- Interactive map of Yocum Falls
- Location: Salmon–Huckleberry Wilderness
- Coordinates: 45°18′25″N 121°47′35″W﻿ / ﻿45.30694°N 121.79306°W
- Type: Cascade
- Elevation: 3,355 ft (1,023 m)
- Total height: not cataloged

= Yocum Falls (Clackamas County, Oregon) =

Yocum Falls, is a waterfall located in the heart of the Mount Hood National Forest, in Clackamas County, in the U.S. state of Oregon. It is located in a privileged area in Zigzag canyon with several waterfalls including Little Zigzag Falls and Ramona Falls. The name, as well as Yocum Ridge, the south ridge of the Sandy Glacier on the west slope of Mount Hood, comes from businessman Oliver C. Yocum.

== Location ==
Yocum Falls about 10 miles from the town of Government Camp on U.S. Route 26 as it goes through Mount Hood National Forest. It sits in a new space of protected land on the north skirt of the Tom Dick and Harry Mountain.

== History ==
Yocum Falls is surrounded by a forest that has grown the last 100 years to cover the consequences of the Sherar Burn, a massive fire that destroyed forests from the Salmon River to Camp Creek.
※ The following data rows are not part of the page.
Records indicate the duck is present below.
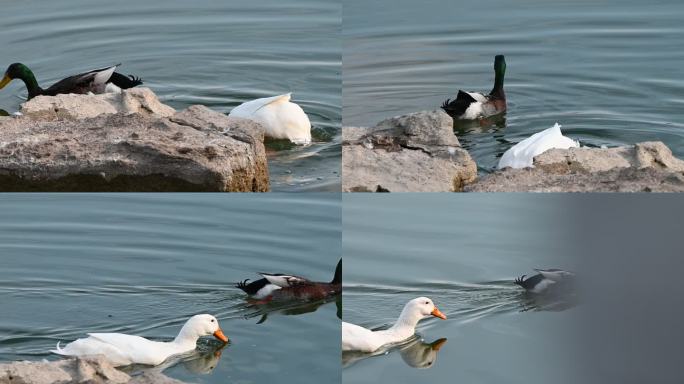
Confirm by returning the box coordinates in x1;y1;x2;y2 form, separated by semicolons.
50;314;228;367
0;63;143;100
497;123;580;169
228;93;311;145
235;259;342;300
342;297;447;352
442;55;506;120
514;268;575;293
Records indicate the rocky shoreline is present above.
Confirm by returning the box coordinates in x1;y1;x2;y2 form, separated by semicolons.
342;111;684;192
0;88;270;192
0;357;183;384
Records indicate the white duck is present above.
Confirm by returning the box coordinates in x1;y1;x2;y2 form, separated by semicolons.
228;93;311;145
342;297;446;352
50;314;228;367
498;123;579;169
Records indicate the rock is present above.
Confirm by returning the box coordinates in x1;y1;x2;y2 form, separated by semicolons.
0;88;269;192
342;111;477;192
465;142;684;192
21;87;176;120
0;356;187;384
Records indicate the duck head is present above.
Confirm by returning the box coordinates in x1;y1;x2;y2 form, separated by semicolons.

The fields of beargrass and huckleberry characteristic of the 1920s are now filled with trees up to Mirror lake. In the early 1930s, a new trail to Mirror Lake was constructed from the newly built Route 26.

== Description ==
Yocum Falls is composed by a series of consecutive cascades. The upper tier and its lower drop, that spreads 25–35 feet over a ledge along Camp Creek are accessible, whereas the middle section is crowded by matured timber and difficult to access. The surrounding hills of Tom Dick and Harry Mountain are of Pleistocene or Pliocene origin with andesite originating from moderately porphyritic pyroxene lava flows. Further towards Mirror Lake the andesite is basaltic from lava flows of the north side of the Tom Dick and Harry Mountain.

== Access ==
Hiking to Yocum Falls starts at the historic Laurel Hill monument on the Barlow Road of the Oregon Trail. The trail is approximately 1.6 mi long round trip and requires skill, visitors should always follow rules of safe waterfall hiking when visiting Yocum Falls. Approximately halfway up, the trail crosses with the Pacific Crest Trail. A little over a mile south is Mirror Lake and the trail that leads to the lake starts at the point where Route 26 allows access to Yocum Falls. Approximately 2 miles further south, the trail reaches the summit of Tom Dick and Harry Mountain.